第29話 新年のご挨拶
年が明けた。
結局ゆく年くる年ごっこをやったら直ぐに寝ちまって、目が覚めたら既に日が出ていた。
昨年までは毎年毎年、日の出を見る羽目になっていたのを考えると、山暮らしを始めた事を改めて実感する。
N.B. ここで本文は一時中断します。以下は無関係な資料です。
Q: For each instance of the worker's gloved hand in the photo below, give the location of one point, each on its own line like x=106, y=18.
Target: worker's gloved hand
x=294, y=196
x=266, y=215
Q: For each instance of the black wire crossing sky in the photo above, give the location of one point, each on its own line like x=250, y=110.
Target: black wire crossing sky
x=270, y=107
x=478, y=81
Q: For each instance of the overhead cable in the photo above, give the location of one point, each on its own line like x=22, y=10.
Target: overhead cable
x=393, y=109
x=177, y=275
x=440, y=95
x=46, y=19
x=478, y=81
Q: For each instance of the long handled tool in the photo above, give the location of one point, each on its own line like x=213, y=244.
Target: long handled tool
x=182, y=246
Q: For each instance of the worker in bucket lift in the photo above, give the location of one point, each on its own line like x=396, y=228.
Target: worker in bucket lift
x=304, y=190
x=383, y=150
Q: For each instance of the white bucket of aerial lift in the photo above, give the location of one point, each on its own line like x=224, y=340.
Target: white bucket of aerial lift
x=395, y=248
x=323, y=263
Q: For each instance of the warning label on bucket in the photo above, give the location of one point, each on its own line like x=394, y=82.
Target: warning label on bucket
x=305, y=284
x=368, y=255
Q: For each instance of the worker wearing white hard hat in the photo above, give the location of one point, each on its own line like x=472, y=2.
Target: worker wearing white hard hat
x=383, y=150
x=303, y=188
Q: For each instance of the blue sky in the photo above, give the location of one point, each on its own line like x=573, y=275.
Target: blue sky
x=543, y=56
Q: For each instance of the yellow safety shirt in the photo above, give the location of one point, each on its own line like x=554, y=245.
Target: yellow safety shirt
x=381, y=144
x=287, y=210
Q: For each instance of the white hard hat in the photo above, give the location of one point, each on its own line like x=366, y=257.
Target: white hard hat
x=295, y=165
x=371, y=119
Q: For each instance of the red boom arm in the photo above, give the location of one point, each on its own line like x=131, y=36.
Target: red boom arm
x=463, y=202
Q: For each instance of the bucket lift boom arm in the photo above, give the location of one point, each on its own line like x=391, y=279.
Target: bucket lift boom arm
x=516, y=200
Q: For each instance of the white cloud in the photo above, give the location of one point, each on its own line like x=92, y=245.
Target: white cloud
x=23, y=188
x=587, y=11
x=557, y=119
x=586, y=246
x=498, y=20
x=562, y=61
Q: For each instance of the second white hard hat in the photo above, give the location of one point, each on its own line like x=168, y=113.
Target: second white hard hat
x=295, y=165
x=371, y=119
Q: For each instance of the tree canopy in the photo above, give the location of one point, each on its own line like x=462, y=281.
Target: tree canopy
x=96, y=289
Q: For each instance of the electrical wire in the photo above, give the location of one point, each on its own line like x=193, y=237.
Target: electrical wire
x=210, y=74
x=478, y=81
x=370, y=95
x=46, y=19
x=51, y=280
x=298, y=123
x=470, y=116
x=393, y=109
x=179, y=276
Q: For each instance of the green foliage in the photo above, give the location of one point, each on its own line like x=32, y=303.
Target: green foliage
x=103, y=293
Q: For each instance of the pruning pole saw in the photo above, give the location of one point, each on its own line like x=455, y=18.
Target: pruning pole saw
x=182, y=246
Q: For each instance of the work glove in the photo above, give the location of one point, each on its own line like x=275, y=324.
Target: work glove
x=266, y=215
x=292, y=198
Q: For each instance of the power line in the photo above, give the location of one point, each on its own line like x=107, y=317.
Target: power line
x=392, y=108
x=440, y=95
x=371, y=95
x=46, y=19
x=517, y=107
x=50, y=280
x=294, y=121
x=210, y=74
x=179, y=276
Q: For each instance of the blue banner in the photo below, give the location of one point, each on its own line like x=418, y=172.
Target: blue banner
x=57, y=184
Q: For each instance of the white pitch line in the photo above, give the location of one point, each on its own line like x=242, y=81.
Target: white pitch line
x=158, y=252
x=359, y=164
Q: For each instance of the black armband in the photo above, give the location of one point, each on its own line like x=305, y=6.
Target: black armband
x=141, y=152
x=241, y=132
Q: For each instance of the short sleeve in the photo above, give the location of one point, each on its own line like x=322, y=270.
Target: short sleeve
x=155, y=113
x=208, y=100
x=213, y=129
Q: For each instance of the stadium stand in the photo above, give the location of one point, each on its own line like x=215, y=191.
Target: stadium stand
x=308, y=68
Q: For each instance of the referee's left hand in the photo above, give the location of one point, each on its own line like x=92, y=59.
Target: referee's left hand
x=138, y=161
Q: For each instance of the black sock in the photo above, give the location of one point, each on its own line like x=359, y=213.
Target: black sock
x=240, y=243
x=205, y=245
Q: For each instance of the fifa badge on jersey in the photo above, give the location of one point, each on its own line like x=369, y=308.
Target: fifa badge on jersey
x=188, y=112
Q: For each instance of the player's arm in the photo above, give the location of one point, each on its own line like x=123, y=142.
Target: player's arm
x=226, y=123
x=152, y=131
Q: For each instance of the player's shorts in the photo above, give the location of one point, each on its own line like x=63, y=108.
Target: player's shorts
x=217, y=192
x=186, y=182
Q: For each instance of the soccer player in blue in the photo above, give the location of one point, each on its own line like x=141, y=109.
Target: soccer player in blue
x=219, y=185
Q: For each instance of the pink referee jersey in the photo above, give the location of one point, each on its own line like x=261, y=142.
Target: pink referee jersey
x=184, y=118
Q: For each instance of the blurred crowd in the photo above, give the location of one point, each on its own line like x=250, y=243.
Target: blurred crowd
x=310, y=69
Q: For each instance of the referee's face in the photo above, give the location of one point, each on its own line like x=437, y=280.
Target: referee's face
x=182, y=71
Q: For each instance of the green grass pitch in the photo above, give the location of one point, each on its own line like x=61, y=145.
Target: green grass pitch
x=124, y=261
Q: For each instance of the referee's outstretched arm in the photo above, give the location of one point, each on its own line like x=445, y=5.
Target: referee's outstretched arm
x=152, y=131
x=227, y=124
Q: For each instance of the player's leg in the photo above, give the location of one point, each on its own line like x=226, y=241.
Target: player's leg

元旦の寺は多かれ少なかれ初詣に参拝客訪れるので、朝から賑やかになる。
朝からというのは間違いだな。
寺によっては年末の夜から参拝客が押し寄せるので、大変な混雑になっている。
うちの寺はそこまででもないので、ここ二十年は馬鹿息子に投げっ放しだったが。
それでも朝になればそれなりに賑わう。
うちの寺では、年始はアルバイトを雇うのでグッズ販売やおみくじは全てアルバイトに任せてしまう。
毎年来てくれるベテランスタッフに任せておけば上手く回してくれるので、殆んど問題は起こらない。
御守りやら絵馬を売る事を“グッズ販売”と言ってるのは親父ぐらいだと馬鹿息子には言われたっけな。
横のつながりがあって、坊主が浮いていると忙しい寺の手伝いに行かされる。
なので上手いこと予定を入れて回避しつつ、年始はゆっくり過ごすのがうちの寺のスタイルだった。
『お主は童の頃から本当に狡賢かったな』
「煩いよ。世渡り上手ってやつだろう。
元旦から面倒な仕事を押し付けられてたまるか」
自分とこの寺と檀家は良いんだが、他人様のテリトリーってのは少しばかりやり辛いんだよ。
何処に何があるかの把握も出来ておらず、道を聞かれたって正確には答えられない。
参拝客からしたら、坊主は全員その寺の坊主だと思ってるからな。
実は他の寺の坊主で、ヘルプに来てるんですよ、なんて言っても通じる筈もない。
だから俺は出来るだけ他の寺へ手伝いに行くのは遠慮していた。
他の寺を訪れる時には、帽子ぐらいは被りたいものだ。
さて、別に必要も無いのだが、馬鹿息子にメッセージの一つでも送っといてやるか。
『謹んで新春のお慶びを申し上げます。
酒を担いで山を登ると恋愛運が上がると胡散臭い占い師に聞いた事があるので、酒を持って来て下さい。
何なら下まででも良いのでよろしく』
「送信っと」
これで馬鹿息子への連絡は完璧だな。
一応爺にも送っておくかな。
『謹んで新春のお慶びを申し上げます。
ガソリンが切れそうなので少し買っといてくれると助かる』
「送信っと」
ガソリンってのは酒の事だ。
ずっと部屋に籠ってると、酒の消費が早くなっていかんよな。
あとはお姉ちゃん達にも送っとくか。
『あけおめことよろ。
馬鹿息子に寺を乗っ取られました。
拙僧はもう一文無しなので、代わりに馬鹿息子と仲良くしてやって欲しい。
馬鹿息子、結婚相手募集中。
生活の安定は保証』
「送信っと」
これで少しでも馬鹿息子がお姉ちゃん達と仲良くなってくれると、父親としては安心だ。
金の掛かるお姉ちゃんばっかりだけどな。
ピロン
おっと、馬鹿息子から返信が届いた。
『謹んで新春のお慶びを申し上げます
存在しない架空の占い師の話をしだしたら、親父ももうお終いだな
酒は無いけど餅はあるが持って行くか?』
餅か。
餅は化け狐が好きだから貰っておくかな。
『冷凍出来るから軽トラに満載して持って来てくれ』
『そんなにあるか!
時間がある時に爺さんに渡しておく』
化け狐なら軽トラ一台分ぐらいはペロっと食いそうなんだが残念だ。
ピロン
今度は爺から返信だな。
『明けましておめでとう。今年もよろぴく。
ガソリン補充済みオーバー』
『頼りになる爺だぜオーバー』
酒が切れる前に一度山を下りるとよう。
ピロン ピロン ピロン
おっとお姉ちゃんから続々と返信が。
『息子君はケチだからちょっと、、、』
『嫌いじゃないけど男としてはみれないかなー』
『見た目は好きだけど性格が絶望的に合わないかも』
息子よ。
俺は力になれそうにないが強く生きろ。